Encina is a particular kind of oak, the Holm oak, native to much of Spain and the native tree that you will find growing around churches and shrines throughout Spain.
(Have you noticed yet how many of the churches, chapels and shrines on the Camino you visited are surrounded by an oak grove? It’s no accident. A tree sacred to the Celts, including the Celtiberians who lived in this region, the oak has deep Druidic roots from the Iron Age and refashioned itself as a holy tree planted around churches in Christian Iberia.)
The legend of the Lady is that during the early years when the Templars were building their castle in Ponferrada, around CE 1200, they needed wood. A knight went out to the forest to chop down some oak for building.
As he was about to strike an oak’s trunk, it parted and a Byzantine carved image of Mary and Child appeared inside the trunk’s opening. The day the knight went out chopping wood is believed to have been September 8, the day Catholics celebrate Mary’s birth and feast day. Of course, he took the image back and had it installed in the church.
Nuestra Señora de la Encina’s image stands on the main altar in Ponferrada’s Iglesia de Santa María de la Encina. The sculpture on the altar dates to the 16th century and is not the original Oak Lady.

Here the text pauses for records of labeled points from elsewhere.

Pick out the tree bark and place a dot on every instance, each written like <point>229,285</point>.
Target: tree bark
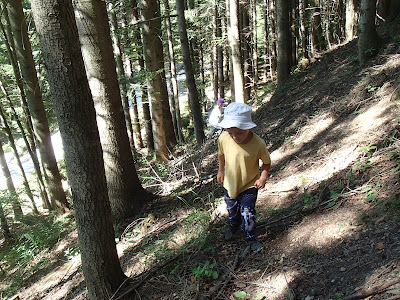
<point>284,44</point>
<point>190,82</point>
<point>36,106</point>
<point>175,109</point>
<point>368,39</point>
<point>29,137</point>
<point>236,58</point>
<point>15,201</point>
<point>5,228</point>
<point>118,52</point>
<point>144,94</point>
<point>125,191</point>
<point>58,35</point>
<point>154,62</point>
<point>351,18</point>
<point>33,155</point>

To both the Celts and the Christians in Iberia, oak represented strength and wisdom. In Christian lore it also defines longevity, enduring relationships, and unwavering faith in God. These are also central values in the Templar order.
Templar Knights define the other attraction of Ponferrada. Their famous castle, the Castillo de los Templarios, remains surprisingly whole for a defensive structure built in the 13th century. The Templar castle was built over other ruins: a Visigothic fort, a Roman fort, and prior to all these, a Celtic castro.

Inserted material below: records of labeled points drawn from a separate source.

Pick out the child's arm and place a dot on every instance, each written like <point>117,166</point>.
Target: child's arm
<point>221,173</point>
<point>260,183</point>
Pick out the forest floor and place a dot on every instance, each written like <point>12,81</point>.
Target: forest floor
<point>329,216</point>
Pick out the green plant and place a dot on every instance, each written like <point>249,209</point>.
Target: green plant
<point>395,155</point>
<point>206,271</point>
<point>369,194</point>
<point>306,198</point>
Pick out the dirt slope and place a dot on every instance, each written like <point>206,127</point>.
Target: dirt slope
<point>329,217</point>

Centuries-old tradition dictates that pilgrims arriving in Ponferrada visit the castle on their way to pay homage to Mary of the Oak in the Iglesia de Santa María de la Encina.
She is also the patroness of the entire Bierzo region (and this region’s incredible wine made form the Mencía grape…be sure to try a glass), wherein you now traverse, much the way Nuestra Señora del Camino is for León.
The Camino continues to Villafranca del Bierzo.